Let’s take a look at how we can do this. We’ll start by taking a look at how to implement error bars in matplotlib. We’ll explore two cases: (1) when the errorbars are the same for all points and (2) when the errors vary by point.

We can implement either of these cases with the errorbar method. Before we implement the error bar, let’s plot the data we’ll be using.

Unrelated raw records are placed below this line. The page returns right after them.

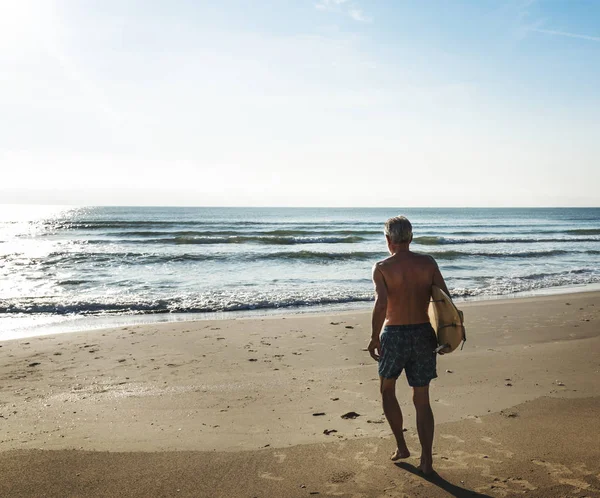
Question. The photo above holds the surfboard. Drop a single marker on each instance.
(447, 321)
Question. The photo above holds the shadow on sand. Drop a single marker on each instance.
(441, 483)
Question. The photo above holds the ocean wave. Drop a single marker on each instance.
(499, 286)
(440, 241)
(161, 224)
(249, 239)
(524, 254)
(58, 259)
(225, 233)
(199, 304)
(584, 231)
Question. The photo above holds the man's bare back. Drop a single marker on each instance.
(408, 277)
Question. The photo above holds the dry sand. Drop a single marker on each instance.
(226, 408)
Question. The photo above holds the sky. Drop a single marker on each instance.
(300, 102)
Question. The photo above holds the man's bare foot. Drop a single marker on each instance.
(426, 466)
(398, 454)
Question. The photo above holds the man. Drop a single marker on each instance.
(402, 294)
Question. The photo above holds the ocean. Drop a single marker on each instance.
(62, 264)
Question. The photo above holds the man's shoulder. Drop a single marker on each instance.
(423, 258)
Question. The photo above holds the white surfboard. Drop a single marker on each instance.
(447, 321)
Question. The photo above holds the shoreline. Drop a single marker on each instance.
(79, 323)
(189, 403)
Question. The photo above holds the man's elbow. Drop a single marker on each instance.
(381, 304)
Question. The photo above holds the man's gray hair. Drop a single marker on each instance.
(398, 229)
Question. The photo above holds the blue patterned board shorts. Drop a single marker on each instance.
(409, 347)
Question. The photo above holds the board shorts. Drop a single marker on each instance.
(409, 347)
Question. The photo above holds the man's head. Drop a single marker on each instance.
(398, 230)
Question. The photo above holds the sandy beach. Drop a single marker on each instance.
(253, 407)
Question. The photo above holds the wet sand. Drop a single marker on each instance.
(227, 408)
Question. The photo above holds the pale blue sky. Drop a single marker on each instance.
(323, 102)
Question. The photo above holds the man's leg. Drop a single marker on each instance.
(424, 427)
(392, 411)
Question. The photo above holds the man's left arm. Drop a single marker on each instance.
(379, 313)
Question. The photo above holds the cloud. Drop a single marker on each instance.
(564, 33)
(358, 15)
(344, 7)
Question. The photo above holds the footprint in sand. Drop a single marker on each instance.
(269, 476)
(489, 440)
(453, 437)
(564, 475)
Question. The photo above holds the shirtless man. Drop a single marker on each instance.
(402, 294)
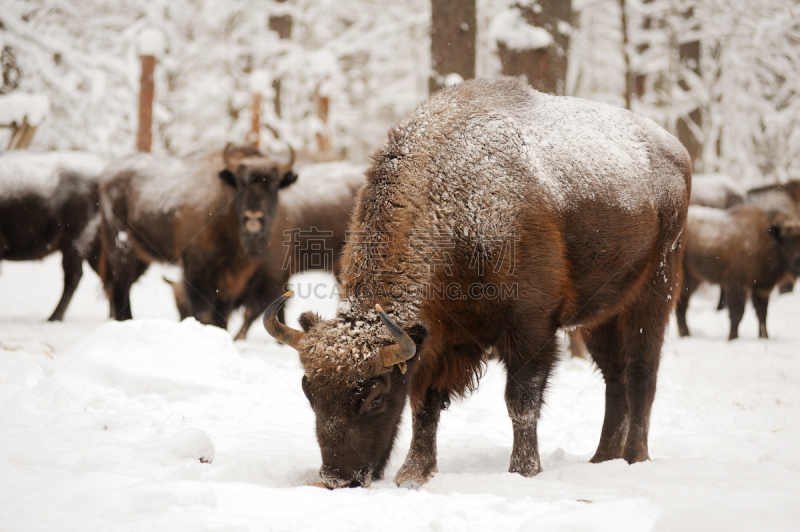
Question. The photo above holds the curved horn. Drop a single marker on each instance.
(283, 168)
(404, 349)
(279, 331)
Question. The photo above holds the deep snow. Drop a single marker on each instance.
(103, 426)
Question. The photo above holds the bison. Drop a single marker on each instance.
(493, 216)
(48, 203)
(717, 191)
(210, 212)
(308, 233)
(743, 249)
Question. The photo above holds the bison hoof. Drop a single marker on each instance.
(413, 476)
(529, 469)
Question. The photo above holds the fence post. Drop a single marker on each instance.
(146, 90)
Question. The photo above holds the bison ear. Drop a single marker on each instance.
(288, 178)
(308, 319)
(228, 177)
(417, 331)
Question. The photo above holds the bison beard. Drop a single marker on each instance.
(594, 199)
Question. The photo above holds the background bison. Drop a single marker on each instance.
(308, 233)
(210, 212)
(717, 191)
(744, 250)
(594, 200)
(48, 203)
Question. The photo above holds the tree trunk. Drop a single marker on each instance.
(146, 91)
(689, 53)
(626, 55)
(544, 68)
(282, 25)
(453, 30)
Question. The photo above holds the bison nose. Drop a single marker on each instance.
(333, 478)
(253, 220)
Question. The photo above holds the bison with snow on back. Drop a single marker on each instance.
(577, 208)
(308, 233)
(210, 212)
(48, 203)
(743, 249)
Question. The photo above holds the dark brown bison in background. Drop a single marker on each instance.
(210, 212)
(576, 207)
(717, 191)
(308, 233)
(785, 199)
(743, 249)
(48, 203)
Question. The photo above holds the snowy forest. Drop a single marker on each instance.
(720, 74)
(211, 363)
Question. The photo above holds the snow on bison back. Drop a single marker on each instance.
(492, 217)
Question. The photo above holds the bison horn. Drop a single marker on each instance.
(403, 350)
(279, 331)
(283, 168)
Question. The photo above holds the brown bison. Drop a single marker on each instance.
(494, 216)
(743, 249)
(48, 203)
(308, 233)
(210, 212)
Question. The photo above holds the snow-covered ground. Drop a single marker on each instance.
(158, 425)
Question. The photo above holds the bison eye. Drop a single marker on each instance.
(378, 401)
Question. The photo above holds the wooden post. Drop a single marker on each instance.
(323, 106)
(146, 90)
(255, 125)
(282, 25)
(544, 67)
(453, 30)
(22, 135)
(629, 80)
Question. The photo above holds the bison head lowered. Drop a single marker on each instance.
(257, 179)
(357, 383)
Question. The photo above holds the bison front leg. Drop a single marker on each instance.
(604, 345)
(760, 302)
(735, 297)
(420, 463)
(528, 369)
(72, 263)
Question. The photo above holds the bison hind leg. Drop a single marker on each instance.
(603, 342)
(760, 300)
(529, 359)
(72, 263)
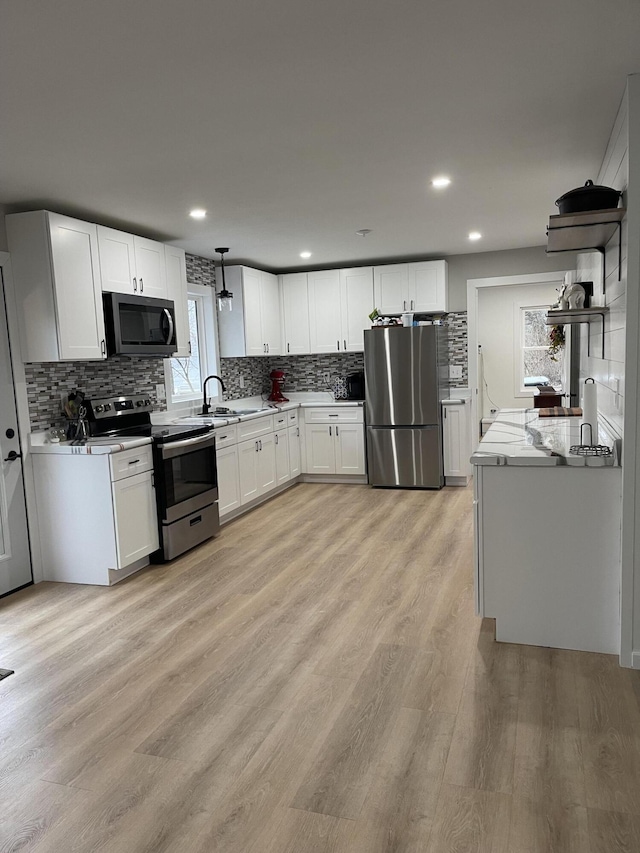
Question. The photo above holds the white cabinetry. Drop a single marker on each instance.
(131, 264)
(456, 442)
(419, 286)
(55, 268)
(253, 326)
(334, 441)
(97, 516)
(295, 314)
(176, 272)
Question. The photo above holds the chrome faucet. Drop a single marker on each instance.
(205, 405)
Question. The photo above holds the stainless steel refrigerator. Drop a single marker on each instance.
(406, 378)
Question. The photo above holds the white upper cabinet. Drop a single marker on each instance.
(55, 268)
(295, 314)
(130, 264)
(176, 273)
(428, 286)
(356, 302)
(253, 326)
(325, 317)
(420, 287)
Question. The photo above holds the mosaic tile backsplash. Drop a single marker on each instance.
(46, 383)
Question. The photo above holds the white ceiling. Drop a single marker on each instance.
(297, 122)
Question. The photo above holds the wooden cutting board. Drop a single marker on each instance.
(560, 412)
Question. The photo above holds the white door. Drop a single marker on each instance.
(391, 288)
(267, 476)
(117, 261)
(177, 292)
(356, 296)
(150, 268)
(270, 307)
(295, 309)
(325, 321)
(80, 316)
(320, 451)
(248, 453)
(228, 479)
(293, 434)
(15, 559)
(428, 286)
(282, 457)
(136, 520)
(349, 441)
(251, 293)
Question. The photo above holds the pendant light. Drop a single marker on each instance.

%config InlineBackend.figure_format = 'retina'
import numpy as np
import matplotlib.pyplot as plt

N = 5
x = np.linspace(0, 2, N)
y = x**2 + np.random.randn(N) * 0.2

fig, ax = plt.subplots()
ax.scatter(x, y)

<matplotlib.collections.PathCollection at 0x14006b3b0>

../../../_images/31daa893baa84a08e0c994b31774234369e34dc5ff78b114051f371cbd78f597.png

Let’s say these data represented model outputs and we had evidence to demonstrate that 95% of the time the true value fell within 0.5 units of the true estimate. We can communicate this using the errorbar method:

fig, ax = plt.subplots()
error = 0.5
ax.errorbar(x, y, yerr=error)

<ErrorbarContainer object of 3 artists>

../../../_images/2be3ef50d705c29117c1c1c99600584c10dff6ba55a68f04c447a9732400849d.png

Here, we can see that for each point the errors are represented as lines that extend above and below the estimated value. Perhaps we don’t want to show the lines in between since this was meant to be a scatter plot of data. We can adjust a few parameters to make this easier to read:

capsize: the length of the error bar cap
ecolor: the color of the errorbar lines
marker: the style of marker to use for each point (e.g. ‘o’ is a circle, ‘s’ is a square)
markerfacecolor: the marker’s inner color
markeredgecolor: the marker’s outer color
linestyle: the style of the line, e.g., solid (‘-‘), dashed (’–‘), or none (‘none’)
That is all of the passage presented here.